Annoncée en vente depuis plusieurs années, la mine stratégique de Mutoshi, située à Kolwezi, est aujourd’hui au cœur d’une bataille géopolitique féroce opposant deux mastodontes mondiaux (les États-Unis et la Chine), tous deux lancés dans une course effrénée pour le contrôle des minerais critiques indispensables à la transition énergétique et à l’industrie de demain.
Cette lutte d’influence, loin de s’essouffler, s’intensifie à mesure que les appétits des grandes puissances deviennent de plus en plus voraces, souvent au détriment des pays producteurs. La République démocratique du Congo, pourtant détentrice de ressources inestimables, semble une fois de plus cantonnée au rôle de simple spectatrice de son propre sous-sol.
Selon le média Congo Virtuel, dans un article publié le 17 janvier 2026 citant une source proche du dossier, la Gécamines envisagerait de racheter Chemaf pour la somme dérisoire d’un million de dollars américains, avant de transférer la majorité des parts à des investisseurs américains. Au-delà du rachat lui-même, c’est bien le projet de transfert massif des actions qui suscite une profonde inquiétude.
Si cette information venait à être confirmée, elle illustrerait de manière brutale ce que beaucoup qualifient déjà de vision erratique et dangereuse du gouvernement congolais en matière de gestion des ressources minières c’est-à-dire, éder l’essentiel des richesses nationales aux puissances étrangères et se contenter des miettes, tout en hypothéquant l’avenir des générations futures.

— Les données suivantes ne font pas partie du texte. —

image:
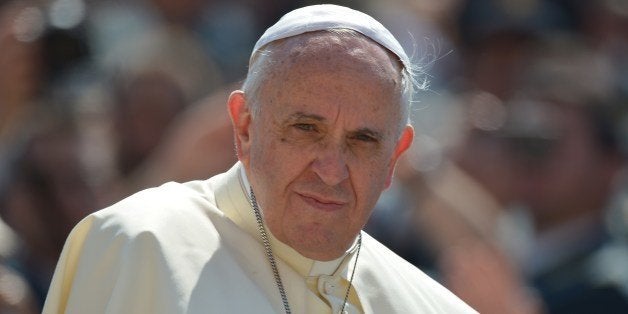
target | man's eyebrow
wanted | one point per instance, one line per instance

Cette situation pose une question fondamentale. À quoi sert encore la Gécamines, entreprise stratégique du portefeuille de l’État, si elle est incapable de mobiliser des financements, de développer une mine et d’assurer une production pour son propre compte ? Pire encore, le dossier Chemaf aurait dû constituer une opportunité historique pour la RDC de s’imposer enfin comme acteur-producteur, et non comme simple dépositaire de titres miniers gérés par d’autres. En cherchant à vendre la majorité des parts à des investisseurs étrangers, la Gécamines affiche publiquement son renoncement, acceptant de demeurer un acteur secondaire sur des ressources qui appartiennent pourtant au peuple congolais.
Face à cette dérive préoccupante, Casmia-G exprime sa colère et son indignation. « Nous appelons à une prise de conscience immédiate des dirigeants de la Gécamines ainsi qu’à un sursaut de responsabilité de l’État congolais. Les minerais de la RDC doivent être un véritable levier géopolitique, économique et social, et non une monnaie d’échange bradée au plus offrant », a fait savoir cette Organisation de la Société civile dans un communiqué.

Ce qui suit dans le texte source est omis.